The play begins in a family home on Thanksgiving 1980, establishing the characters of matriarch Ruthie (Angie Radosh); her husband, Bill (Peter Haig); and their three children, Richard (Gregg Weiner), Maddie (Deborah L. Sherman), and Thomas (Michael Focas). The narrative continues in ten-year increments: Christmas 1990, New Year's Eve 2000, and Easter 2010, so that by the end we've watched the characters — and the actors, thanks to bang-up jobs in hair and makeup — age and mature in more ways than one.

Grennan loves this concept, and the nostalgic possibilities of it, a bit too much. For much of the first act and a few irritating portions of the second, his script is a repository for lazy jokes about the fads of the periods. In the '80s, it's eight-track tapes, the short-lived AMC Pacer, and Bedazzlers; in the '90s, it's brick-like cell phones, email, the real estate bubble, and the Yugo; and in the '00s, it's Y2K paranoia and the sure bet of investing in "this company called Enron." These pop references are trotted out with shallow irony, allowing us enlightened spectators to share yuks at the characters' expense. Easy setups lead to easier punch lines in the manner of a second-rate sitcom. It's to the actors' credit that they are able to overcome such tackiness.

The costume design, by Ellis Tillman, is also period-ghastly, but it works to the play's hilarious advantage. We see Gregg Weiner in a mullet and boxy sunglasses; then a ponytail, fanny pack, do-rag, and faded Star Wars shirt; and then in military fatigues as an Alex Jones-like doomsday prophet. These details are delicious — another example of this production excelling beyond the call of duty.

By the time Grennan gets around to the dramatic core of his story, the show itself catches up to the quality of the production. In the early scenes, Grennan plants the seeds of discontent that will flower in Act II. Richard is alcoholic and rudderless, and each decade­long increment finds him drifting further into an abyss. Thomas evolves into a parish priest but eventually finds himself drawn to the possibilities of a wife and children. Maddie is an actress struggling to make it in a cutthroat industry. All of them, at one point or another, receive passive-aggressive condemnations from their mother Ruthie, the play's central character, who grafts her own desires and regrets onto her surrogate children.

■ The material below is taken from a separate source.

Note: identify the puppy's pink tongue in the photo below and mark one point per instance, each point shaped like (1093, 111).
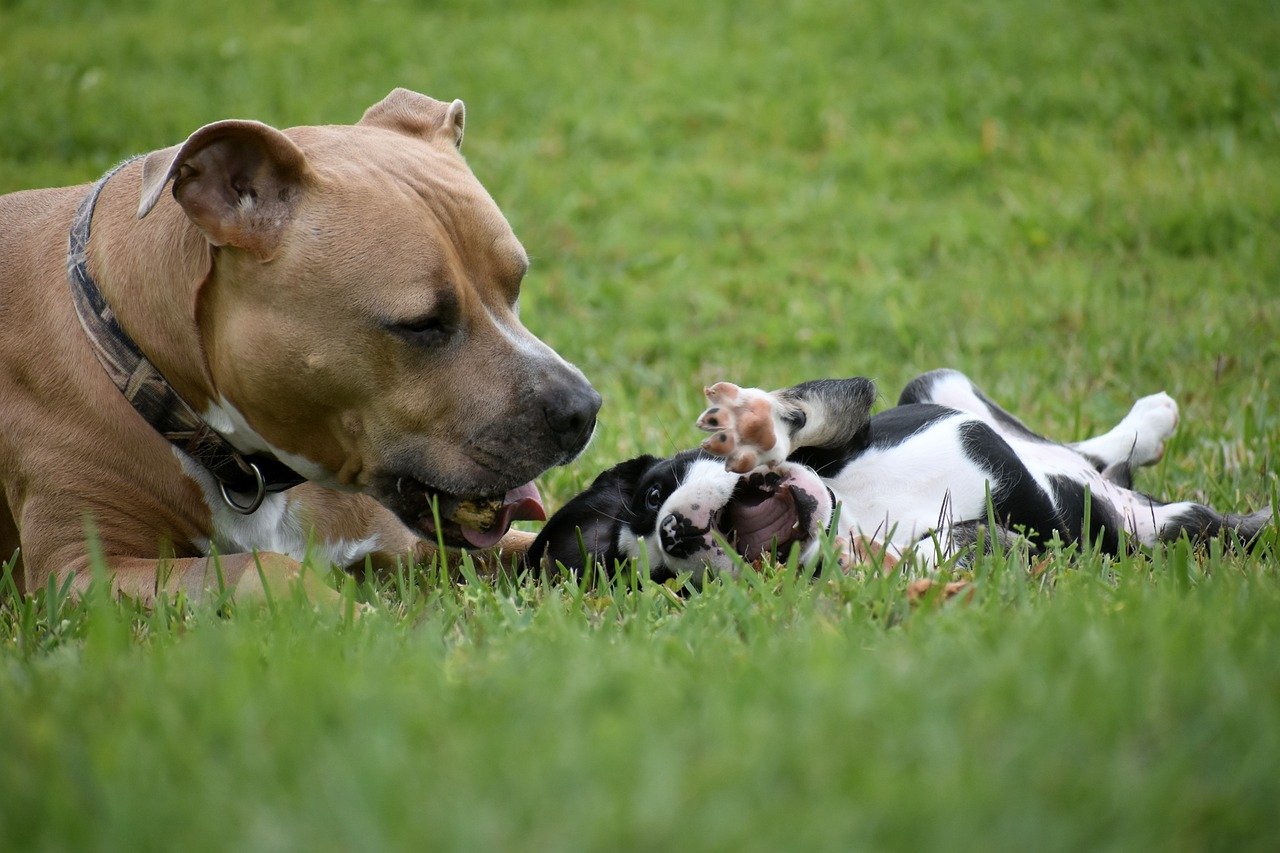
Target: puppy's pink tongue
(521, 503)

These characters' evolutions are marvelous to watch, thanks to performances that are rife with poise, subtlety, and intelligence. Weiner is terrific at portraying an uncouth slob, but he's even better at revealing his character's sensitivities — the vulnerabilities masked by his putdowns. Sherman is so real in this part it's frightening, from her first appearance as a 20-something rocker to her powerful recitation of a Shakespeare monologue in the final scene. Haig has the yeoman's job of making three-dimensional a character who so often blends into the background as an amiable peacemaker, but he delivers what might be the play's most emotionally stirring catharsis.

And Radosh, channeling the sort of deluded turmoil she brought to her performances of Tennessee Williams plays at New Theatre, is once again a master class in and of herself. Watch her just be in the play's most affecting scene, where she becomes a marginalized figurehead in the family and ultimately earns our pity. The color drains from her face, and she's as white as a ghost and as limp as a deflated punching bag.

Afterward, there's a scene in Making God Laugh that will suggest bittersweet closure, but this is the most powerful of the show. In an abject state, Ruthie is prompted to pose for the traditional family photograph, and for once she's not the ringleader behind the lens. She's more like a sad deer caught in sad headlights. With one mournful gaze, she cuts through her own bullshit as the camera flashes and another year fades out.